The current shielding for space shuttles is not enough to prevent radiation from coming into the spacecraft, since an increase in shielding only increases the dosage absorption.
A biological modification must be explored and the answer is a lot closer than we think.
Tardigrades, also known as “water bears” are some of Earth’s most extremophilic multicellular organisms. Originally discovered in 1773, these 8-legged microscopic creatures have been around for over 500 million years.
What makes these guys such a rare case is that they are multicellular animals with extreme tolerance to a multitude of the harshest conditions, even deep-space.
A study performed by the European Space Agency in 2007 known as “TARDIS”, no not that one, tested the limits of two species of tardigrades in the deep-vacuum of space for 10 days, which included enough dosage of cosmic radiation and raw UV radiation to cause irreversible DNA mutations which could lead to tumorigenesis, memory impairments, and ultimately death.
But not only did all the tardigrades survive the full dosage of cosmic radiation and the vacuum of space, but 12% were also able to survive the UVB-UVA spectrums, making them the first animals to survive the full conditions of outer space. Scientists determined mainly two components that makes these tiny creatures, so tough: their ability to go into a form of desiccation as well as their vast array of radio-tolerant proteins.
Desiccation, an inactive state in which a tardigrade loses 97% of the water in their body, plays a large role in their extremophilic abilities but cannot be stated with certainty to play a role during irradiation due to the contradicting data found by different experiments.
Thus, basic heat-shock proteins and DNA repairing proteins like the Hsp70 and the MRE11 proteins, just to name a few, play a large role in mending the damaged DNA as well as the cells of a tardigrade. However, these proteins are not unique to their phylum and can be found in other organisms, even us.
The protein that most scientists are interested in s known as the “Dsup” protein. Originally discovered in the Ramazzottius varieornatus species by Takuma Hashimoto and 27 other Japanese scientists, this tardigrade-unique protein is hypothesized to protect DNA, almost like a shield.
It is only hypothesized because it has only been determined that the protein is associated with the nuclear DNA.
It is not specified how.
However, an experiment utilizing human embryonic kidney cells, also known as HEK293 cells, supports this hypothesis since the scientists saw a 40% reduction in double-stranded breaks in the DNA.
Remember the first protein that I mentioned, the MRE11 protein well, it turns out that Homo sapiens, or humans, only have one gene that codes for the complex in which that protein is associated with, also known as the MRE11 complex.
This complex is a DNA damage response complex that consists of three proteins, the MRE11, the RAD50, and the “nibrin”.
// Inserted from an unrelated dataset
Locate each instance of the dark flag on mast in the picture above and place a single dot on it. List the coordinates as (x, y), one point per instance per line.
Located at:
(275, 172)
And although this complex is not always error-free, it has been proven to be incredibly efficient at fixing double-stranded breaks in DNA. Keep this in mind while I tell you that tardigrades don’t just have one but four genes that codes for this specific complex.
So if humans were to obtain the same amount of MRE11 complex proteins, would it have the same effect as it does in tardigrades?
This is the premise of my research, to explore ways in which the foreign tardigrade genes can be somehow implemented for the benefit of human and plant cells in order to obtain a similar defense during space travel.
The evidence of it being a possibility is already there, as shown with the Dsup protein and the human kidney cells.
It’s just a matter of expanding on that evidence.
With the help of a George Mason University professor, Professor Lee Andrew Solomon, I will begin to research chemical and biological ways in which the tardigrade proteins and processes can be integrated into other biological organisms.
My hope is that this paper-based research will inspire scientists to explore these ideas because not only could this research create a future of human-space flight where radiation risks for astronauts and cultivated crops are mitigated but could lead to the eradication of life-threatening diseases all over the world.